Pengalaman Magang di Metro TV

Magang atau internship merupakan program yang wajib dilakoni oleh mahasiswa di jurusan Ilmu Komunikasi. Nah, magang juga biasanya jadi kesempatan untuk menambah ilmu dan pengalaman tentang dunia kerja, seperti yang djalani oleh Prima.

Prima merupakan mahasiswa di Jakarta yang pernah melakukan di magang di salah satu portal berita daring di Indonesia, yaitu Metrotvnews.com. Rasanya kita sudah tak asing lagi ya dengan media yang satu ini, maklum saja karena Metro TV sendiri merupakan TV berita nasional pertama di Indonesia.

Metro TV tidak berdiri sendirian, melainkan tergabung dalam Media Group bersama dengan media cetak yang bernama Media Indonesia. Perkembangan media yang merambah ke dunia digital juga membuat Media Group menambah kembali jaringan beritanya dengan menghadirkan Metrotvnews.com yang punya jargon “News Video Portal,”

Menjalani magang di Metrotvnews.com dirasakan sangat menantang! Bukan seperti tempat magang lain yang mengandalkan mahasiswa untuk melakoni pekerjaan remeh-temeh, seperti fotokopi, jilid dan sebagainya. Di media berlambang biru ini, Prima betul-betul merasakan pengalaman sebagai jurnalis.

Pengalaman bertemu dengan sejumlah tokoh dan pastinya belajar teknik penulis langsung di tempat sumber berita berada.

Seleksi dan Jadwal kerja

Prima sendiri sebelumnya tak menyangka bakal dipanggil untuk interview seleksi mahasiswa magang di Metro TV. Pasalnya, Prima sudah menunggu cukup lama sejak aplikasi lamarannya dikirim.

“Waktu itu sekitar bulan Desember kirim surat pengantar, CV dan contoh tulisan ke redaksi Metro. Lalu baru kepanggil itu sekitar tiga atau empat bulan kemudian. Memang sih, yang namanya cari tempat magang kadang harus tunggu antrian ya, makanya memang sebaiknya kirim dari jauh-jauh hari,” ujarnya membuka cerita.

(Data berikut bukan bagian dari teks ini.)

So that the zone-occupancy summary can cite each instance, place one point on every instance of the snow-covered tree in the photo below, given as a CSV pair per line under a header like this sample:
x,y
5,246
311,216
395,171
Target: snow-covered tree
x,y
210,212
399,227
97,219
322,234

Ketika interview dengan user, Prima ditanyakan beberapa pertanyaan seputar dunia olahraga yang akan menjadi kanalnya untuk mengisi berita. Sekaligus juga membahas tentang tulisan yang pernah dibuat saat kuliah.

Karena akan magang di tempat penghasil berita, otomatis pengetahuan terhadap berita-berita yang sedang hangat pun wajib tahu. Itu sebabnya, jangan malas untuk membaca berita dan analisis pemberitaan tersebut.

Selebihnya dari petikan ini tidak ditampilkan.